I finally came right out and asked him what his plans are. After him going on a tangent about how he thinks that I think he's trying to screw me over, which I absolutely do not feel that way, he said in a round about, never direct, way, that he doesn't want to work it out. It seems that he's willing to walk away from everything, his wife, his life, his home, his friends, maybe even his kids.

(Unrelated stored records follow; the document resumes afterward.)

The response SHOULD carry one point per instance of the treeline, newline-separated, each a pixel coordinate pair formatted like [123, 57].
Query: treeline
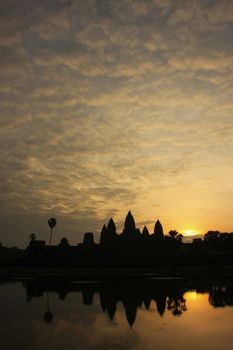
[130, 248]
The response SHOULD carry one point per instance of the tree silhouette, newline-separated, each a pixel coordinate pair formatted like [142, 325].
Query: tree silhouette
[48, 316]
[52, 223]
[173, 234]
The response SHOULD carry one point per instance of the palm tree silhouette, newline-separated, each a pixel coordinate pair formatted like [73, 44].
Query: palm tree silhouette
[52, 223]
[48, 316]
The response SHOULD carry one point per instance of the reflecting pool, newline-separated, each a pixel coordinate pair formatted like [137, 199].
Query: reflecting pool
[116, 314]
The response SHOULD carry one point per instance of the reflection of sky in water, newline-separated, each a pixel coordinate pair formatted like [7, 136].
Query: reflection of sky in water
[79, 326]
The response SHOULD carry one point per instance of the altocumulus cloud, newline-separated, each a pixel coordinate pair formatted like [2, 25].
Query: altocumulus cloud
[114, 105]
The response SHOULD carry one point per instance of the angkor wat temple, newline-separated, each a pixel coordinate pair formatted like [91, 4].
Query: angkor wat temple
[127, 248]
[132, 248]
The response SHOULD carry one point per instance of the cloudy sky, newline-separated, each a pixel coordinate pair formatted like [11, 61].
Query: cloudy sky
[111, 105]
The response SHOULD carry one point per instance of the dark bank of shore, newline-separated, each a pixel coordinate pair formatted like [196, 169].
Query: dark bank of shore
[181, 272]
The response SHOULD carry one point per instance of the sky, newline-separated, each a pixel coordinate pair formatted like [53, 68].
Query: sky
[109, 106]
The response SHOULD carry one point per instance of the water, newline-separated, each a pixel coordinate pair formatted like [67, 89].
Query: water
[116, 314]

So, back to my opening question, when did he change? He seems so angry, he won't be honest and direct, just seems to tiptoe around the questions I ask. He used to be so laid back and easy going, and nows he's just so hurtful and mad. He either had a ton of people fooled for decades or he's seriously got some issues that have changed his personality. I really believe his MLC is a serious mental problem now.


----------



## MyselfAgain (Apr 21, 2012)

Most likely childhood.

They say that the things we love about our partners in the beginning become the things we can't stand.
_Posted via Mobile Device_


----------



## SoVeryLost (May 14, 2012)

Excuse the ignorance, but MLC?
_Posted via Mobile Device_


----------



## UpnDown (May 4, 2012)

mid life crisis


----------



## SoVeryLost (May 14, 2012)

Oooooh. Thanks Up. 
_Posted via Mobile Device_


----------



## UpnDown (May 4, 2012)

justabovewater said:


> I finally came right out and asked him what his plans are. After him going on a tangent about how he thinks that I think he's trying to screw me over, which I absolutely do not feel that way, he said in a round about, never direct, way, that he doesn't want to work it out. It seems that he's willing to walk away from everything, his wife, his life, his home, his friends, maybe even his kids.
> 
> So, back to my opening question, when did he change? He seems so angry, he won't be honest and direct, just seems to tiptoe around the questions I ask. He used to be so laid back and easy going, and nows he's just so hurtful and mad. He either had a ton of people fooled for decades or he's seriously got some issues that have changed his personality. *I really believe his MLC is HIS serious mental problem now*.


----------